From 1 July 2016, CGT applies to CGT assets acquired by Norfolk Island residents after 23 October 2015. If you were a resident of Norfolk Island on 23 October 2015 you may be able to disregard any capital gain or loss made on a CGT asset you held at that time. For more information see Other exemptions - Norfolk Island residents and Norfolk Island tax and super - Capital gains tax.

Early Stage Innovation Company Investors

From 1 July 2016, if you invest in a qualifying early stage innovation company you may be eligible for a modified capital gains tax (CGT) treatment, under which you may disregard capital gains on qualifying shares that are continuously held for at least 12 months and less than ten years.

If you are an investor who acquired newly issued shares in a qualifying early stage innovation company and you make a capital gain on these shares from a CGT event that takes place in 2016–17, then that gain will be subject to ordinary CGT treatment.

You must disregard capital losses made on your investment in a qualifying early stage innovation company that is held for less than ten years.

Small business restructure rollover

Small business restructure rollover applies to transfers of active assets from one entity to one or more entities on or after 1 July 2016.

The rollover applies to the transfer of active assets that are CGT assets, trading stock, revenue assets or depreciating assets.
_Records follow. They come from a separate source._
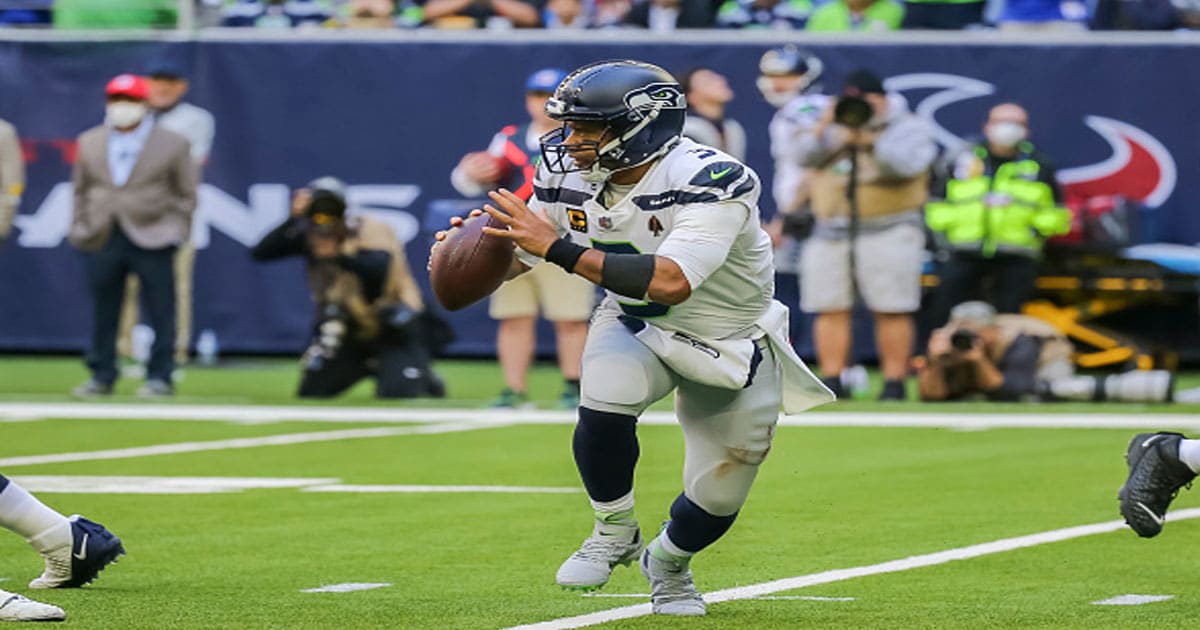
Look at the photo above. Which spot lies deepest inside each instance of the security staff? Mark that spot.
(1001, 203)
(369, 307)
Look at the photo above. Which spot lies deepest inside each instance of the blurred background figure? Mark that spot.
(565, 299)
(869, 171)
(1019, 358)
(942, 15)
(480, 13)
(370, 313)
(781, 15)
(167, 85)
(12, 178)
(1001, 202)
(275, 13)
(665, 16)
(787, 81)
(708, 93)
(839, 16)
(135, 193)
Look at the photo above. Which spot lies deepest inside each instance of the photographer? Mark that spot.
(1013, 358)
(370, 317)
(868, 161)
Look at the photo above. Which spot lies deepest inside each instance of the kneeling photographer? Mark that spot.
(1015, 358)
(370, 315)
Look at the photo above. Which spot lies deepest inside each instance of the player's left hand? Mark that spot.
(528, 231)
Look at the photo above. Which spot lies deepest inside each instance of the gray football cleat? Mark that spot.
(15, 607)
(672, 591)
(589, 568)
(1156, 475)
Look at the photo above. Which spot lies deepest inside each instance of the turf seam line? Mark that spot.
(838, 575)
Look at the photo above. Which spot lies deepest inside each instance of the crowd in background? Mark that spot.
(820, 16)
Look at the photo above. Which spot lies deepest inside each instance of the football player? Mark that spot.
(75, 549)
(671, 229)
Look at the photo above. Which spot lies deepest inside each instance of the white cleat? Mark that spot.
(589, 568)
(15, 607)
(672, 591)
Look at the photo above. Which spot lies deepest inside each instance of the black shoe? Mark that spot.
(893, 390)
(1156, 475)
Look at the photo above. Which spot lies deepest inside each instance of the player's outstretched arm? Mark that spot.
(637, 276)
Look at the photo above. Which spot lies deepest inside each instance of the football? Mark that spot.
(468, 265)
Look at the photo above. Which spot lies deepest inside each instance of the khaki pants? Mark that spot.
(185, 263)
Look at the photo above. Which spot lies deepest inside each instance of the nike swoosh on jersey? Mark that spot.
(82, 555)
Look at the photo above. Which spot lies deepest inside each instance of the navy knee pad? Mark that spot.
(605, 453)
(691, 528)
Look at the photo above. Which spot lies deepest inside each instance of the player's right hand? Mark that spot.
(441, 235)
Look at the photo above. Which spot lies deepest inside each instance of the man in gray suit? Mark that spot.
(135, 192)
(12, 178)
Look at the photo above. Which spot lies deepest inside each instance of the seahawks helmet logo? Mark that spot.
(654, 96)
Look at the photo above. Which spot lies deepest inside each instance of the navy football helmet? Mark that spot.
(641, 105)
(787, 61)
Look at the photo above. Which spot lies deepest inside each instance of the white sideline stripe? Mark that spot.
(1132, 600)
(502, 490)
(238, 443)
(160, 485)
(838, 575)
(1021, 418)
(349, 587)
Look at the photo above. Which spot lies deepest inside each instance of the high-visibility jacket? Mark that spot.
(1009, 210)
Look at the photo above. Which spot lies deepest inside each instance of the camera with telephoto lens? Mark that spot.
(852, 112)
(963, 340)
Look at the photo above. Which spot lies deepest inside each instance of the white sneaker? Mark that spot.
(672, 591)
(589, 568)
(15, 607)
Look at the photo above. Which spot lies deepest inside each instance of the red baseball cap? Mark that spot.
(127, 85)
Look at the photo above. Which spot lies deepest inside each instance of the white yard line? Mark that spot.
(498, 490)
(1024, 417)
(238, 443)
(838, 575)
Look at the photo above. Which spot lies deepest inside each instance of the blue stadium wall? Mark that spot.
(393, 118)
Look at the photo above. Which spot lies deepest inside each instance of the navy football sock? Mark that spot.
(691, 528)
(606, 453)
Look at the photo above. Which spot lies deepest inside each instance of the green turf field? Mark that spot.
(828, 498)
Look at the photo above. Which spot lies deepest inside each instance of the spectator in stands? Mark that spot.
(115, 13)
(167, 85)
(665, 16)
(780, 15)
(869, 161)
(1135, 15)
(562, 298)
(1001, 202)
(493, 13)
(1043, 16)
(942, 15)
(857, 16)
(12, 178)
(135, 192)
(1019, 358)
(370, 310)
(567, 15)
(275, 13)
(708, 94)
(371, 15)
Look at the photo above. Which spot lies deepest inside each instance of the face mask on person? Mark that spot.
(124, 114)
(1006, 133)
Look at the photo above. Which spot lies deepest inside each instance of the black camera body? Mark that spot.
(852, 112)
(963, 340)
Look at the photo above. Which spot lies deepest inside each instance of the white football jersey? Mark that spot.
(697, 207)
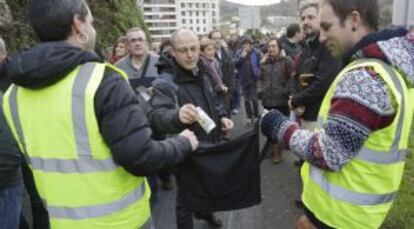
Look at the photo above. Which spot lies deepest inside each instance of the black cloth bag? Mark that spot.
(221, 177)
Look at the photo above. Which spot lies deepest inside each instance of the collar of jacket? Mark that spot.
(312, 41)
(373, 38)
(186, 76)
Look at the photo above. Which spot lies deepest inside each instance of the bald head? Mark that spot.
(185, 48)
(182, 33)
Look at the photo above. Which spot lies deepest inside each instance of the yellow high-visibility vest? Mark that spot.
(74, 172)
(362, 192)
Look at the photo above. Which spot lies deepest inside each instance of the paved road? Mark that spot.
(280, 187)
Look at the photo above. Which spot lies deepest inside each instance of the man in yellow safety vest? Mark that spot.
(355, 158)
(81, 127)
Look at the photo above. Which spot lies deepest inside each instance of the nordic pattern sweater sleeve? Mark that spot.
(362, 104)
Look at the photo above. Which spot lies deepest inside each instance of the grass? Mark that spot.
(401, 215)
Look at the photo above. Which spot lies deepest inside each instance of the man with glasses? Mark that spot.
(139, 64)
(185, 86)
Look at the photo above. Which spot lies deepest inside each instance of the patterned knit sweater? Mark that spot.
(362, 104)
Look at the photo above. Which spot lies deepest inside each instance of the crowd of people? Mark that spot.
(89, 138)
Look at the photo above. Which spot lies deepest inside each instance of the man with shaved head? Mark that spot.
(185, 86)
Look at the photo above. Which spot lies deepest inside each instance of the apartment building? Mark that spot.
(165, 16)
(201, 16)
(160, 17)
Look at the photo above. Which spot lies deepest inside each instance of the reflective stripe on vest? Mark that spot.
(346, 195)
(98, 210)
(85, 163)
(390, 157)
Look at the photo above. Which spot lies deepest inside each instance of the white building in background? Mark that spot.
(160, 17)
(403, 13)
(201, 16)
(249, 17)
(164, 16)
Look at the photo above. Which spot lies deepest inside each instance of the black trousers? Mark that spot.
(184, 217)
(251, 101)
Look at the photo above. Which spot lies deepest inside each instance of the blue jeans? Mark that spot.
(11, 199)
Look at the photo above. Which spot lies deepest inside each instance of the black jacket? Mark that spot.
(273, 82)
(121, 119)
(315, 59)
(10, 156)
(176, 87)
(227, 69)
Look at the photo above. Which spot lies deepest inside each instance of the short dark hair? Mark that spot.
(292, 30)
(52, 19)
(164, 44)
(368, 9)
(278, 41)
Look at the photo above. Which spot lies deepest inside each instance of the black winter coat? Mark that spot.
(176, 87)
(10, 156)
(274, 81)
(121, 119)
(227, 69)
(317, 60)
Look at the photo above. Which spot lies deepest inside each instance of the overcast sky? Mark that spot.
(255, 2)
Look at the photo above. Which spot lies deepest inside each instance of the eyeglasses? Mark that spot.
(192, 49)
(135, 40)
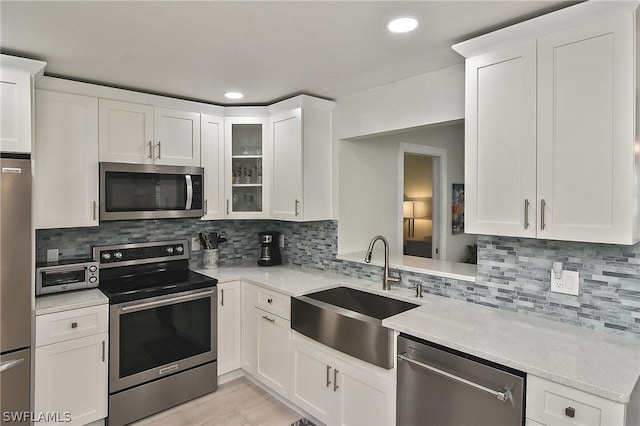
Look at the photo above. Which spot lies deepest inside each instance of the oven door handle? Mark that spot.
(147, 305)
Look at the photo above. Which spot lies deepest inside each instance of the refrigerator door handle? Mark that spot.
(5, 366)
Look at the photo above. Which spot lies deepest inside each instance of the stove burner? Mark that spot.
(138, 271)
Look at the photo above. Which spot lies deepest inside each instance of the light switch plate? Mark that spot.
(568, 284)
(195, 244)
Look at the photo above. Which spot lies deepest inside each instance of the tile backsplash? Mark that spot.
(513, 273)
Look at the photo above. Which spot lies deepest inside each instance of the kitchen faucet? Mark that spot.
(386, 279)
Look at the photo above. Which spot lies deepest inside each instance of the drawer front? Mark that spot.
(555, 404)
(274, 302)
(71, 324)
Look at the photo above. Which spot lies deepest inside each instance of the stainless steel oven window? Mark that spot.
(156, 337)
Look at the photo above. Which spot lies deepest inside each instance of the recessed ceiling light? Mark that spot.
(233, 95)
(402, 25)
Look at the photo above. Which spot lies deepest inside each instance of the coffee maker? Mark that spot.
(269, 249)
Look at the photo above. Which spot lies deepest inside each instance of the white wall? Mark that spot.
(431, 98)
(370, 186)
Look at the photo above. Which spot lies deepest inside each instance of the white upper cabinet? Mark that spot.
(586, 96)
(17, 77)
(550, 148)
(137, 133)
(500, 142)
(177, 137)
(65, 160)
(301, 156)
(212, 128)
(247, 169)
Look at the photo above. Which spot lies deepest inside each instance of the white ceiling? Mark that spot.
(268, 50)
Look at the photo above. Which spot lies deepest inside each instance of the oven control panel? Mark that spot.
(139, 253)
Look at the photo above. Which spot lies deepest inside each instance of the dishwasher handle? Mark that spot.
(502, 396)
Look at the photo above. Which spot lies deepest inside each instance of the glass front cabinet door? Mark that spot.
(246, 168)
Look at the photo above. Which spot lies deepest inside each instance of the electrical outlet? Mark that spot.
(569, 283)
(53, 255)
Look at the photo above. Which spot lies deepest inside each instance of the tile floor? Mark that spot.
(238, 402)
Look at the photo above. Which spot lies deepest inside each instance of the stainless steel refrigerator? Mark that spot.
(15, 288)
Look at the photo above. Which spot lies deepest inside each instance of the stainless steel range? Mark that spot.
(163, 324)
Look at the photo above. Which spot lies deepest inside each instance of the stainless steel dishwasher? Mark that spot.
(441, 387)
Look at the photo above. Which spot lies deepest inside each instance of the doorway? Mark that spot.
(422, 169)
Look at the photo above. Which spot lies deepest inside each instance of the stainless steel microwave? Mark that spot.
(66, 275)
(148, 191)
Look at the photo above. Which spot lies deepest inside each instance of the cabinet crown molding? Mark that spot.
(31, 66)
(542, 25)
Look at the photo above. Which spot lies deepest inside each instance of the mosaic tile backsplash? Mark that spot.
(513, 273)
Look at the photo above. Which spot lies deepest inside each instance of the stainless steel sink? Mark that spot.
(350, 321)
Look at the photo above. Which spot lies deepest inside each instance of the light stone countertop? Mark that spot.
(600, 363)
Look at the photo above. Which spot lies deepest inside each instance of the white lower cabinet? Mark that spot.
(553, 404)
(273, 335)
(229, 312)
(248, 328)
(338, 391)
(71, 366)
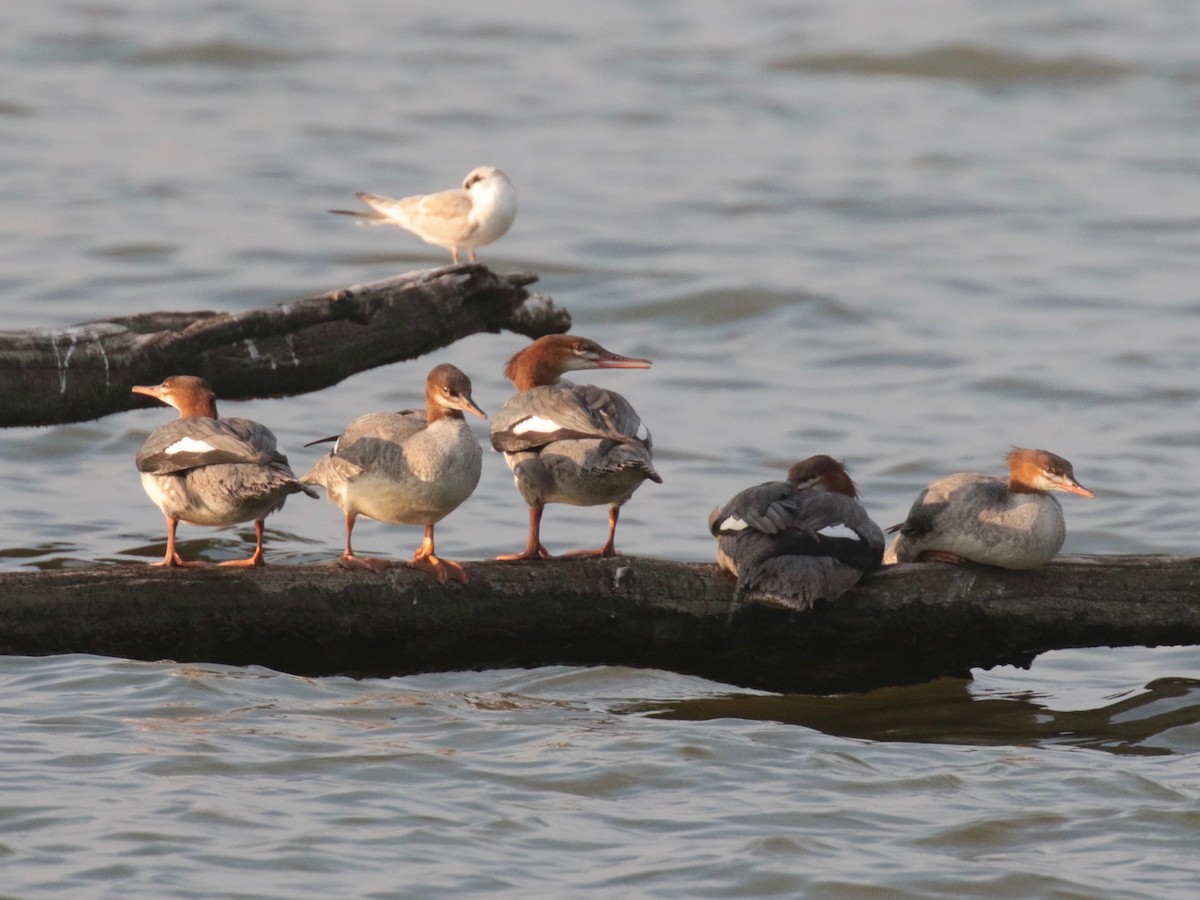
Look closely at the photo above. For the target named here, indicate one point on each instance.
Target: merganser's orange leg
(941, 556)
(610, 546)
(348, 561)
(173, 559)
(257, 558)
(533, 546)
(425, 559)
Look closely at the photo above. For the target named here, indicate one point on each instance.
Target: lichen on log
(905, 624)
(84, 372)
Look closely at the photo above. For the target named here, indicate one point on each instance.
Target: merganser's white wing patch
(840, 531)
(189, 445)
(538, 424)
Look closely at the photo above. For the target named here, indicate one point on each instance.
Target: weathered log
(87, 371)
(903, 625)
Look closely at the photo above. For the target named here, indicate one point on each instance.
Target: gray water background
(910, 235)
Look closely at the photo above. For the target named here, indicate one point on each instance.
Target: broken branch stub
(87, 371)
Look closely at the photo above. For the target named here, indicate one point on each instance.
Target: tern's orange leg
(533, 546)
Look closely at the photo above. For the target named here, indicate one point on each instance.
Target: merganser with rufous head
(208, 471)
(796, 541)
(412, 467)
(570, 443)
(969, 517)
(467, 219)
For more information, see: Small business restructure rollover.

Capital gains tax changes for foreign investors

On 9 May 2017 the Government announced that Australia's foreign resident capital gains tax (CGT) regime will be extended to deny foreign and temporary tax residents access to the CGT main residence exemption. This change applies from the date of announcement.

Properties held prior to this date will be grandfathered until 30 June 2019. Legislation is being developed for this measure.